Here she was, many days of travel from her home, on the fringe of a country she wanted to change, sitting there, with a peasant boy who wouldn't be able to read her stories, let alone understand her poems. And yet, her blood wasn't boiling this time. The wind, the air, the river, the autumn atmosphere. It was soothing and it inspired her even more to want to change this country.

"The other day we saw people from even farther away," said the young man, who had taken a seat next to her, "They were not Chinese people. They were wearing funny clothes, not exactly Chinese, but almost. People said they were here to teach us about their religion."

"Missionaries," she mumbled.

"I guess. I don't know what that means. But it was a lot of fun hearing them speak our language but talking about something I couldn't understand at all," said the man, spitting to the side at the end of every phrase.

"At least they weren't opium traders," she thought. She looked at the man, who suddenly became self-conscious having noticed her gaze, and asked, "Do you know where Japan is?"

"No. Some sort of sunny place?" The "sun" in Japan was the only word he understood.

She smiled and said, "A land beyond the sea, beyond the eastern coast where I live.

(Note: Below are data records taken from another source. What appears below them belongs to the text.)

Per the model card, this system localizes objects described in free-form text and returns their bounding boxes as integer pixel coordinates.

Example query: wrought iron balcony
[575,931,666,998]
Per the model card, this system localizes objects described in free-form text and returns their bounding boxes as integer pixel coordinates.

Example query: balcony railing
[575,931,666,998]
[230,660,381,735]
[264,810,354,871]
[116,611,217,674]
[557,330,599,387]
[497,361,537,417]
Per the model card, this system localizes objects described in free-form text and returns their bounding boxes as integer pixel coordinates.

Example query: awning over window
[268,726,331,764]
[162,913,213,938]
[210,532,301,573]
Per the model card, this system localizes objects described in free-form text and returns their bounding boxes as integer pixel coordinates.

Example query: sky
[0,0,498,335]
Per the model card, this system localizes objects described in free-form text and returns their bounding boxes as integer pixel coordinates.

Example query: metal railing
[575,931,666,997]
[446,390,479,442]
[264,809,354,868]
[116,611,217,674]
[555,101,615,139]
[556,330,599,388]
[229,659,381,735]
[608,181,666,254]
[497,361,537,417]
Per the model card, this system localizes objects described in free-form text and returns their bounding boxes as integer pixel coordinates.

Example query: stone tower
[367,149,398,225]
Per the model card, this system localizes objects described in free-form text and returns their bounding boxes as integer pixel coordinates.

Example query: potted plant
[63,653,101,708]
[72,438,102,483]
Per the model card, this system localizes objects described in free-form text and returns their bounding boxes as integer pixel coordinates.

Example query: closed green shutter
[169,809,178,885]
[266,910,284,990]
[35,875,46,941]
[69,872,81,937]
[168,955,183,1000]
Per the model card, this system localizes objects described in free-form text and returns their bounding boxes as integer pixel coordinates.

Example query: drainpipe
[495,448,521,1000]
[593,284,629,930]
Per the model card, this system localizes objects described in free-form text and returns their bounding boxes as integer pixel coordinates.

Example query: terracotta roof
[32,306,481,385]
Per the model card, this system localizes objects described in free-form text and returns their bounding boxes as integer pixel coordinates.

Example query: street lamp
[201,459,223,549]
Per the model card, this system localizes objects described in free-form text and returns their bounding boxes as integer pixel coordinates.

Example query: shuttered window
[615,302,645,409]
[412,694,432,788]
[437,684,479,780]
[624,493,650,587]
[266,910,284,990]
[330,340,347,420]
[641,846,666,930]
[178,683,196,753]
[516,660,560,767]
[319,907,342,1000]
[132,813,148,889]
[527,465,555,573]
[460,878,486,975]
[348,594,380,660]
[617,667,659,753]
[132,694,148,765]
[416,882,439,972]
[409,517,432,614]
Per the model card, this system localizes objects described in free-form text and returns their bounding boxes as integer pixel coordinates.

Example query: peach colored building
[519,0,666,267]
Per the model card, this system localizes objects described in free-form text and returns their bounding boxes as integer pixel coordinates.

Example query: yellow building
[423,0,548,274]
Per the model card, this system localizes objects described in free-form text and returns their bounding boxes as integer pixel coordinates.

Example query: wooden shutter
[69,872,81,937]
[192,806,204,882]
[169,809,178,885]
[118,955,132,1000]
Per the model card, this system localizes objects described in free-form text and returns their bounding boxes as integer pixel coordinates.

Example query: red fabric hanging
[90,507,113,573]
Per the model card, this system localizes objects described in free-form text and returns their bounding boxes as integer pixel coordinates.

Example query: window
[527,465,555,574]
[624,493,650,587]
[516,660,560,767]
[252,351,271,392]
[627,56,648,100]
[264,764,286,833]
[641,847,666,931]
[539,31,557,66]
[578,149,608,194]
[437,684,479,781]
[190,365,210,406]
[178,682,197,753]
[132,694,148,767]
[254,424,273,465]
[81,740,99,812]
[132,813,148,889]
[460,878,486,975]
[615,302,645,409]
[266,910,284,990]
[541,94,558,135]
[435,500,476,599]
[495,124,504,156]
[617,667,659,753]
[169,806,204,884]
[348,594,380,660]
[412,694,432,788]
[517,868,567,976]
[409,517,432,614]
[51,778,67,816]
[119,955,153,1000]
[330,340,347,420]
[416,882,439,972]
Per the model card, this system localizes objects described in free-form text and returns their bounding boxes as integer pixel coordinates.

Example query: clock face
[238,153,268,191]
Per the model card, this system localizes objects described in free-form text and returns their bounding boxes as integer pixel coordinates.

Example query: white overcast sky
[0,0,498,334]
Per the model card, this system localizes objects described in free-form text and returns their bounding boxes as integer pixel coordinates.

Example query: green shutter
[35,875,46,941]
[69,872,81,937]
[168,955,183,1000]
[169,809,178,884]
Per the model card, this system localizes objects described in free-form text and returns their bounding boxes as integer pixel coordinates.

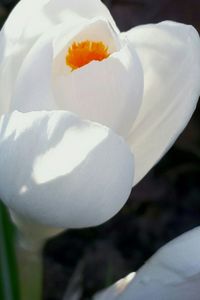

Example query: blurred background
[0,0,200,300]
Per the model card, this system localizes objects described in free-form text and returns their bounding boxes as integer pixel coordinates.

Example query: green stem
[16,238,43,300]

I am going to go there."

He scratched his head, looking confused, and forgetting his shamelessness sitting so close to a woman who was obviously married. "Why do you have to go so far? With your family?"

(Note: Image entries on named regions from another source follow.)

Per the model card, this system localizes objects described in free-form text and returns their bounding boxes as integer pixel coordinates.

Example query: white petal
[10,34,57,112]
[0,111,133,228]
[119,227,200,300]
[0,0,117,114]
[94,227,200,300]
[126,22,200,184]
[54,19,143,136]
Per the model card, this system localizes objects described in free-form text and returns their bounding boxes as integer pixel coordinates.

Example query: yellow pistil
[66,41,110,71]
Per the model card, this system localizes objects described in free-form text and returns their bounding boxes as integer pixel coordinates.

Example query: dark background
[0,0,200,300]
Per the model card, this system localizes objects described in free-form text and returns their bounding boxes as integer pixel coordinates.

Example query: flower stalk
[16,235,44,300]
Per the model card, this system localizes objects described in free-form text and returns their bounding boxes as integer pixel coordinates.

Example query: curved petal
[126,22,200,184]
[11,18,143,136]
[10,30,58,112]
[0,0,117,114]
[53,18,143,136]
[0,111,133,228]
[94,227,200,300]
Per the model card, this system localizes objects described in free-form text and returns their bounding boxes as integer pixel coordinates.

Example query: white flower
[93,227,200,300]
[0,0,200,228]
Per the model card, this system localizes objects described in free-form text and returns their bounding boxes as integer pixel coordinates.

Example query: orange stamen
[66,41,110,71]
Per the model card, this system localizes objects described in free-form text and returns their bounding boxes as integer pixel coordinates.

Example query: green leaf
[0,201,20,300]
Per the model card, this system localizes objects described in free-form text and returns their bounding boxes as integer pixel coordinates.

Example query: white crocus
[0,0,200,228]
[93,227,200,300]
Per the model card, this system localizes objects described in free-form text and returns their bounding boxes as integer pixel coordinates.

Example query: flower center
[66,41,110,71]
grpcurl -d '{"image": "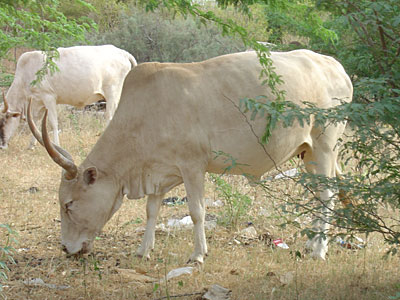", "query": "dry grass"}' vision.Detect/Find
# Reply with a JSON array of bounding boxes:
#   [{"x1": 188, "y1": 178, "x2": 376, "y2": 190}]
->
[{"x1": 0, "y1": 106, "x2": 400, "y2": 299}]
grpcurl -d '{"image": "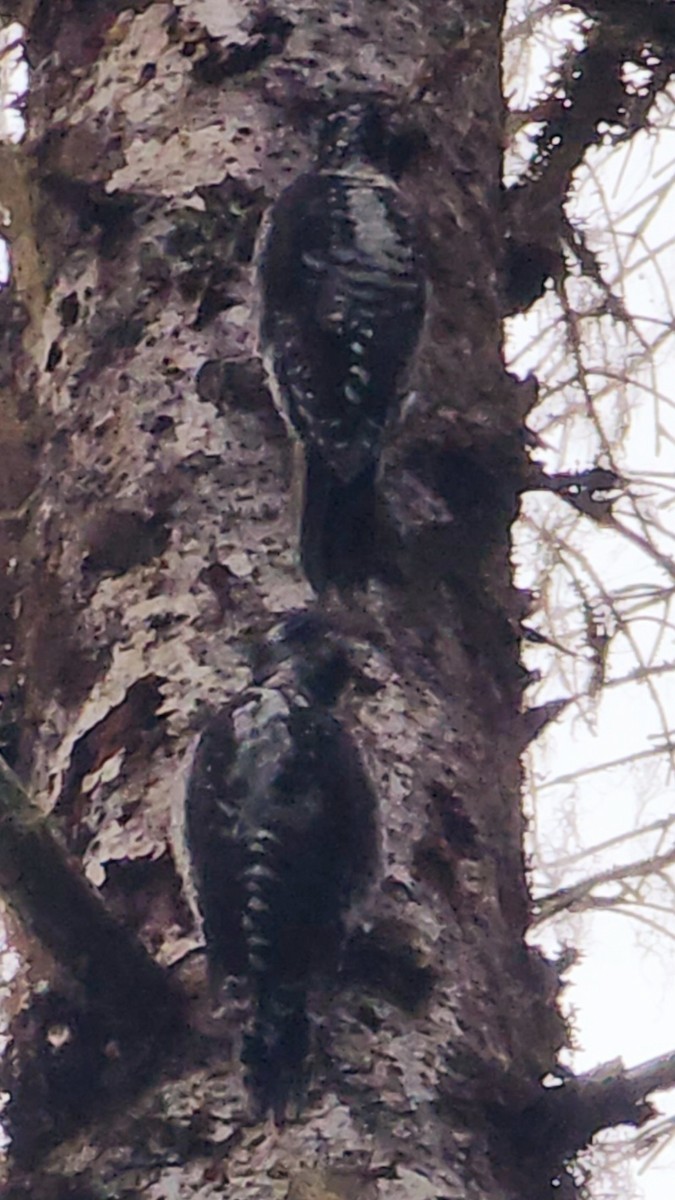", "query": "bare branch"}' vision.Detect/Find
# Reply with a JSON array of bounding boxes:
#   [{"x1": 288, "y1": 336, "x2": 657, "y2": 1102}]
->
[{"x1": 534, "y1": 848, "x2": 675, "y2": 924}]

"No," she said, pushing down feelings she had yet to understand, "Alone."

She was confiding this secret to a stranger. Not even her closest friends and comrades knew about this plan. Sitting here under the snow-capped mountains she revealed her secret. The young man became quiet. He might even be shaking, but she was no longer looking at him. She would tell him the reasons, and there were many, but he wouldn't understand. One day, the revolution would come to him, she knew, and things would change forever for him.

"I was thinking," said the young man, as if she hadn't said anything outrageous to him just now, "when I saw those, what do you call them? Missionaries? I was wondering if more foreigners would come. My dad said foreigners are bad. They are trying to destroy our land, steal everything, make us all slaves."

She wondered too, what this land would one day look like. Would there really be so many foreigners here. She would be a foreigner soon, in a foreign land. Japan, she had learned, used to be a closed up country like the one she loved and wanted to change. But now it was a powerful country, full of foreigners and its citizens were found all over the world too. Would her own country break free from the shackles of tradition, bring down the government, and make one that was for the people, not just rich people like her family, but for people like this young man squatting next to her, and to open their minds so they would at least know what Japan was.

She noticed a patch of chrysanthemum not far away, and asked, "Do you use that?"

The young man squinted at what she was pointing at and said, "We make tea, medicine from that."

Across the country they were one people ruled by another people. She wanted to bring the rule back to her people. The poem in her head that started from upstream of the Golden Sands River had now taken form, and like one of the beautiful birds she had seen sitting here, rose into the sky and ascended to freedom.

The young man said he had to get back to work, no doubt on land he didn't own. She took a look at him and thought about her own marriage, her husband she never loved, and children she had been forced to have and had trouble learning to love. This young man was a good person. So was her husband, who never abused him. Men were not the enemies on her quest to liberate not only the country but women, but tradition itself. Those bare hands of this young man was what would get him a wife and then children who would one day take care of him when he no longer could work. That has been the way for thousands of years, but now, she believed, it was time to change.

She bid him farewell, and then she returned to her solitary meditation. This was the last time she would see such beautiful landscape, she understood. From this point on, the struggle would start, however long it would take.